そんな“ドラマ界の超大物”であるX氏は、近年、番組制作や編成から離れていたが、今年6月の人事で編成に復帰し、現場に“口出し”できる立場に戻っていたのだ。
「『PICU』や『エルピス』に限らず、それまでに企画されていた段階の作品に、X氏のダメ出しが入ったそう。同氏の“鶴の一声”で消滅してしまった企画も多数あるといいます」(同・前)
「みな辟易している」
なお、X氏がヒットさせた『東京ラブストーリー』なども「月9」枠のドラマで、当時は“月9=トレンディドラマ”のイメージが浸透。しかしその後、「月9」枠が衰退してしまった時期もあった。

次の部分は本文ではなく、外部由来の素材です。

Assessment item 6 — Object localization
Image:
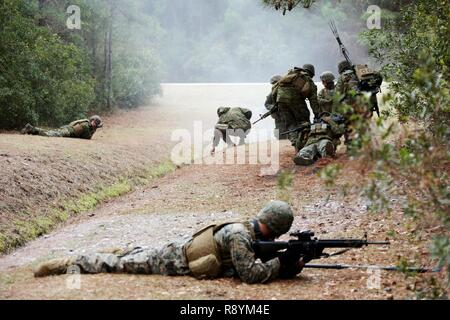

「近年の『月9』枠は、『監察医 朝顔』など医療モノを中心とした職業系ドラマ枠に移行したことで、息を吹き返した印象。ただ、X氏は“こういう作品はいらない”“職業ドラマばかりやってないで、もっと恋愛ドラマを増やすべき”という考えのようで、『PICU』も一時は企画消滅の危機に追い込まれていたみたいです。また、『エルピス』にしても“せっかく長澤まさみが出るのだから、こんな地味な内容にするな!”と、まったくお気に召さない様子だったそうです」(前出・ライター)
こうしたことが続出しているため、現職のプロデューサー陣は「みな辟易している」(同・前)という。
「昔のX氏はたしかに偉大だったと思いますが、その感覚が今に通用するか、どうかは別の話。例えば、90年代に人気があったフジの料理バラエティ『料理の鉄人』が、12年10月に『アイアンシェフ』として復活したのですが、同番組はX氏の肝いりでスタートしたものでした。しかし視聴率は振るわず、わずか半年後の13年3月には放送を終了しています」(前出・スポーツ記者)
バラエティとドラマはまた違うとはいえ、どちらの現場スタッフも、上層部の介入には思うところがありそうだ。